ウエアゲは、田植えが終ってから稲苗を持ち帰り、オカマサマ(荒神様)にボタモチとともに供える儀礼である。内容は各地区とも大差ないが、オカマサマに供える稲苗は、単に一把とか、一〇本ぐらい、あるいは各植え手の手に最後に残った苗を集めて二~三把に束ねてなど、家によって少しずつ違っている。丁寧に行う伝承では、田植えは最後に苗代を行い、ここに植えた一ニ株の稲株から苗を少しずつ抜き取って一把にし、これをオカマサマの棚に供えたという。
ウエアゲに作る食べ物は、「ウエアゲのボタモチ」という言い方があるように、ボタモチ(糯米を炊いて握り、小豆の餡(あん)をまわりに付けたもの)が普通だが、ウドンを打つ家もあった。

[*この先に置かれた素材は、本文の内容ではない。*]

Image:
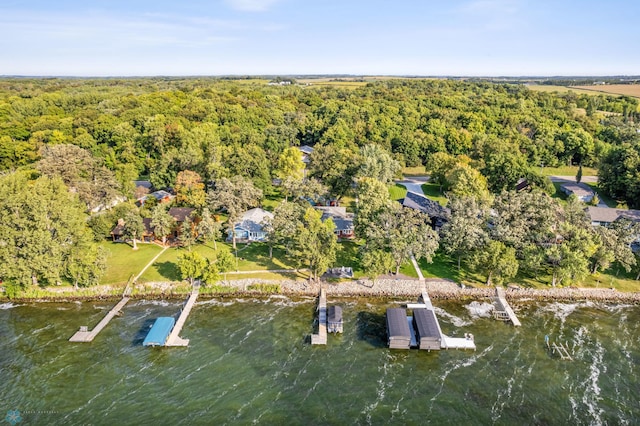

なお、埼玉県内では田植え終了後には、ウエアゲとは別にサナブリ正月などといい、ムラで日を決めて仕事を休むところがあるが、北本ではこうした儀礼はなかったようである。前に述べたように摘み田終了後にはノアガリが定められているのに対し、植え田後にはムラの休日がないのは、市内では植え田が新しい稲作法だからである。